I am always haunted by the idea of search engines, especially the fact that the creators at the beginning did not even know about the extraordinary prospects of this technology.
I decided to learn in practice what it is - a search engine. Called it
nanorit.com . But for experiments, I did not take any known API from Google, but decided to create my own.
For a start, I uploaded a database of domains, it turned out about 70,000 unique sites. Then he developed a search robot that connected in turn to one site and downloaded all the links from the main page that belong to this site. I made this restriction so that the robot is not mired in the wilds of a large site, or a popular forum. But, I think, further optimize the algorithm. Next, I put a label for the indexed site with the date of indexation and go to the next site.
What I have achieved at the moment - there are now about 1.5 million documents in the database, and I load only the headers, because the body of the document is very expensive to load on resources. The base already occupies 500 MB on disk, and is hosted on a simple hosting, without a dedicated server.

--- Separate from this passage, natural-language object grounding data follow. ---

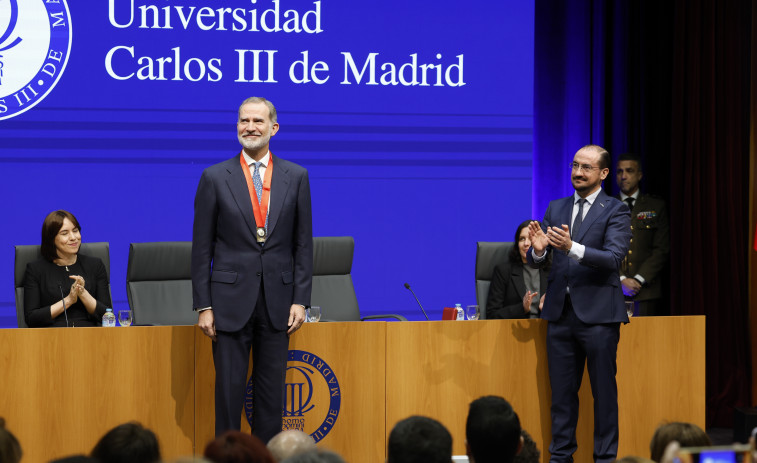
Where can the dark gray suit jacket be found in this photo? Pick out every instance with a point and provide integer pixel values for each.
(594, 282)
(229, 266)
(507, 289)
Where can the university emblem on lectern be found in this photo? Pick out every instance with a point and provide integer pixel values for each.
(313, 397)
(35, 42)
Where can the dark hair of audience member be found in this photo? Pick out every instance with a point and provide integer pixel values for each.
(631, 157)
(492, 430)
(127, 443)
(290, 443)
(315, 456)
(419, 439)
(10, 449)
(238, 447)
(529, 453)
(632, 459)
(686, 434)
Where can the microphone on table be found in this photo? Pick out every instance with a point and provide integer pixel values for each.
(63, 300)
(407, 285)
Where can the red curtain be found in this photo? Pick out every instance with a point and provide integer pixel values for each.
(709, 190)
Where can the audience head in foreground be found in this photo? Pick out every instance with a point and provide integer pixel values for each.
(290, 443)
(10, 449)
(686, 434)
(237, 447)
(419, 439)
(127, 443)
(315, 456)
(492, 431)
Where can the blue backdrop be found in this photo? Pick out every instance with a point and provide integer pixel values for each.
(417, 171)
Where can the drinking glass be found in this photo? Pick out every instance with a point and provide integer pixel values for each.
(313, 314)
(630, 307)
(124, 317)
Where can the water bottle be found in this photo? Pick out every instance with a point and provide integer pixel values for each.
(109, 319)
(460, 313)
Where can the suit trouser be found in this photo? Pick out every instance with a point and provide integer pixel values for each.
(570, 343)
(231, 357)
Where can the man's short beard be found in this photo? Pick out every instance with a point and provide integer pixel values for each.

Next, I told about my idea to a familiar Ph.D., we studied together. He told me about linguistic analysis. I decided to split all the headers into separate words and compile a register of these words and a related table - in which for each heading there is a listing of word identifiers. The result was words in the index 139000, and bundles for headings 2,184,204. Next, I made a search algorithm for this index, but the result turned out to be worse than if I simply looked through the like '% keyword%', so I decided not to develop the algorithm so far.
Then I decided to check the interest of users, and added a rating of search queries, for each query I count the number of hits. The most interesting thing is that the search engines also started to “click”, there is a danger that they will be banned, but Yandex is still indexing.
Now I have added the function of adding my site to the index, and also users have shown interest and regularly add their sites.
What conclusions I got - not the gods of the pots are burning. Here is the main conclusion. I think now to develop the idea and purchase a dedicated server for a search engine. Well, then in the plans to explore the architecture of cluster data processing and optimize the speed of processing requests - now frankly, compared with Google, it is looking very slowly.